NPs can achieve efficient intracellular delivery and plaque resolution. The core advantage of nanotechnology lies in breaking through cellular barriers to achieve efficient cytoplasmic delivery of therapeutic molecules to key cells such as macrophages and foam cells. Cell-penetrating peptides are delivered through adsorption-mediated delivery. For plaque resolution, NPs co-deliver cholesterol chelating agents to synergistically promote the reverse transport of cholesterol in macrophages. Enzyme-responsive NPs release matrix metalloproteinase inhibitors, which stabilize the plaque fiber caps. NPs encapsulated by specific cell membranes may also actively promote the clearance of apoptotic cells, alleviate local inflammation and enhance plaque regression (Chen et al., 2020; Basak et al., 2022).
NPs may also achieve closed-loop regulation and micro-environment reshaping. The ideal nano-therapy needs to have the ability of dynamic feedback regulation.
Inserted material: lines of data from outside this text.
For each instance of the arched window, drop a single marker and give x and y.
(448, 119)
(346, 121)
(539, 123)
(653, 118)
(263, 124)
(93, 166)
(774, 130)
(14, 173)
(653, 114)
The intelligent carrier integrates key molecules to monitor drug distribution, carrier degradation and early treatment effects in real time, providing a basis for dose adjustment. The self-regulating system design, such as NPs carrying anti-inflammatory drugs and pro-inflammatory resolution mediators, the inflammatory signal-triggered drug release cascade feedback inhibits the NF-κB pathway and promotes the transformation of macrophages to the repair phenotype. Feedback-type gene vectors enable on-demand biological therapy. Biomimetic materials release vascular endothelial growth factors to promote ECs repair, or secrete extracellular vesicles to regulate immune cell communication. Overall, constructing a robust multi-target feedback network is a key breakthrough point in the future, promoting the development of individualized and dynamically regulated nanotherapy (Dou et al., 2017; Zhou Y. et al., 2022; Peng et al., 2025).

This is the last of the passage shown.